Красные и белые. На краю океана

22
18
20
22
24
26
28
30

Азин, Пылаев, Ева, Северихин, Дериглазов, Лутошкин, Шур-мин сидели, сдвинув головы, упираясь плечами друг в друга.

— Разве можно забыть луга перед рассветом? Бежишь по седой тра^е, а подошвы жалит роса. Выскочишь к озеру, да так и замрешь: кувшинки еще не раскрылись, листья круглые, толстые, не шелохнутся,—восторженно говорила Ева. Вздохнув всей грудью, уже совершенно некстати добавила: — Когда выйду замуж, стану рожать одних девочек.

— Это почему же? — спросил Пылаев.

— Девочки будут — войны не будет...

Тогда они заговорили о великой, неистребимой силе материнской любви.

— Не забуду я последних слов матушки,—вспоминал Дериглазов. — Перед смертью своей сказала она: «Когда, сынок, хоронить меня станешь, смотри шапку-то не снимай. Простудиться можно...»
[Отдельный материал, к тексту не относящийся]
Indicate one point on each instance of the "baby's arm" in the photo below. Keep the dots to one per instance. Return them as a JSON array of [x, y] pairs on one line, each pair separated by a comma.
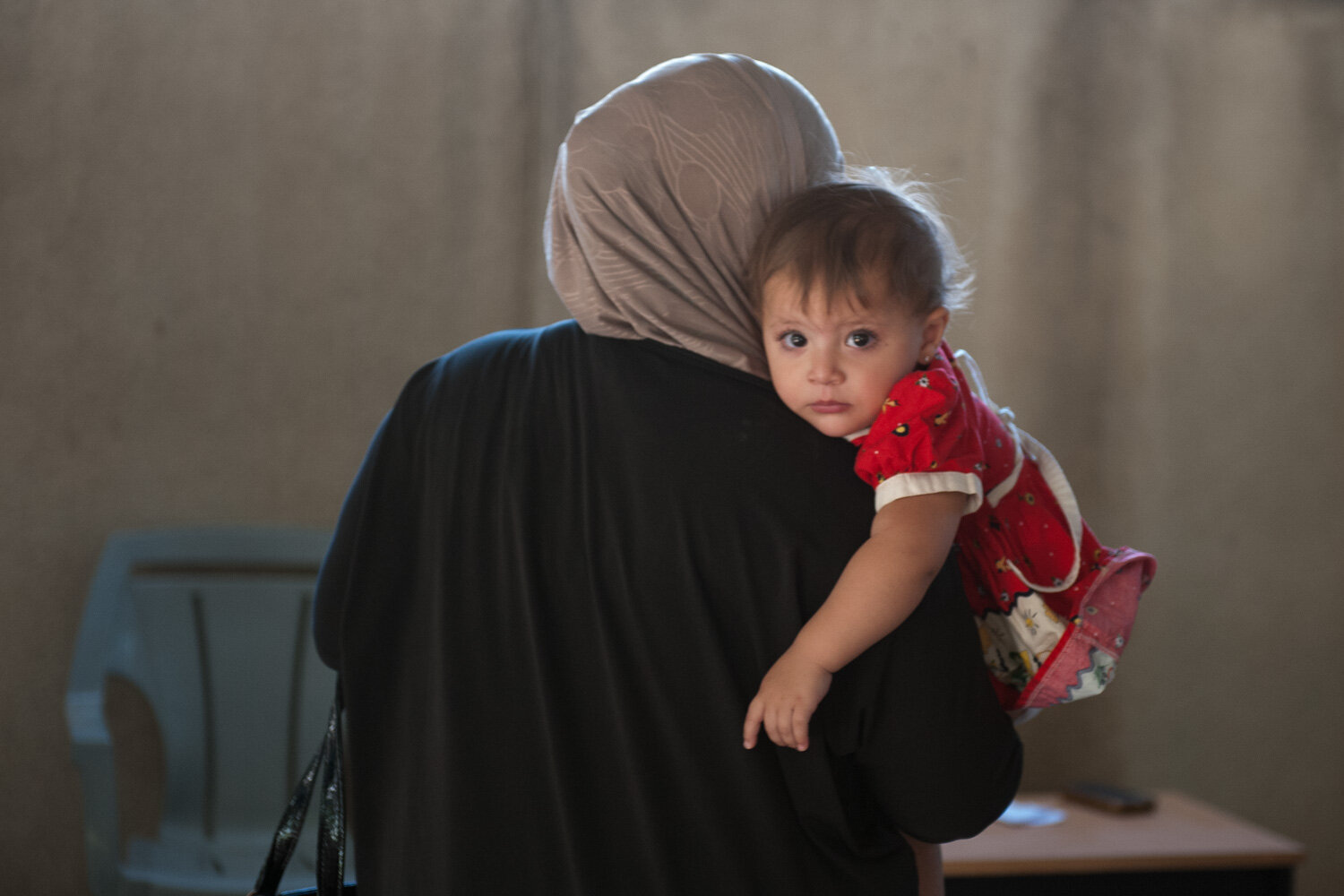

Слова эти потрясли их. Они долго молчали, ведь никто еще не знал более сильной любви, чем материнская. Молчание нарушил Шурмин, прочитал по памяти чьи-то стихи:

Но дважды ангел протрубит;

На землю гром небесный грянет:

И брат от брата побежит,

И сын от матери отпрянет...

— «И сын от матери отпрянет»,— повторил последнюю строку Пылаев. — Заметьте: не мать, а сын отпрянет. Это подсознательно сказалось, поэт, может, и не думал, а сердце его сказало так. Не страшно умереть — страшно потеряться в памяти человеческой...

— Ты прав, Пылаев,— согласился Северихин. — Боюсь быть похороненным в чужой земле. Хорошо лежать у родных могил, но только солдата хоронят там, где он упал.

— Бросьте вы о смерти! — поморщился Азин.— Мы живем в дни великой социальной бури. Если нет поэтов, воспевших нашу юность, пусть явятся для прославления нашего натиска...

Они безотчетно старались уберечь в памяти все, что исчезало под действием новых впечатлений. Самая беззаботная часть их жизни уже окончилась, новая началась войнами, революциями. Еще никто из них не знал, что станет делать, когда окончится война, но все они верили в необыкновенное будущее. Жизнь после революции представлялась им продолжением их отрочества — все с теми же золотистыми горизонтами, синими ландшафтами, струями ясных звуков, льющихся с высоты.

Короткие светлые ночи озарялись трубными кликами, гоготаньем, стонами, свистом, писком, хлопаньем крыльев, а в затонах и заводях жила полнозвучная тишина. Опрокинувшись в водяную зыбь, цвело двойное небо. На мелком песчаном дне лежали тени дубов, со дна поднимались белесые горошины воздуха. Утки проглатывали их, словно жемчужины, пичуги пили с пихтовой хвои росу, соловьи прочищали горлышки перед песней любви и подступающего цветенья.

Но об этом весеннем сияющем мире не хотели знать люди.

Вторая армия, сжавшаяся почти до одной азинской дивизии, окопалась на правом берегу реки. Азин вернулся к тем самым Вятским Полянам, откуда прошлым летом его отряд начинал поход на Казань,

Штаб командарма Шорина тоже находился в Вятских Полянах, на пароходике «Король Альберт». Пароходик стоял у железнодорожного моста, под глинистым обрывом.

Азин взбежал по сходням на палубу, полюбовался горбатыми пролетами моста: головокружительно неслись воды, но с такой же быстротой летел вверх по реке и огромный мост.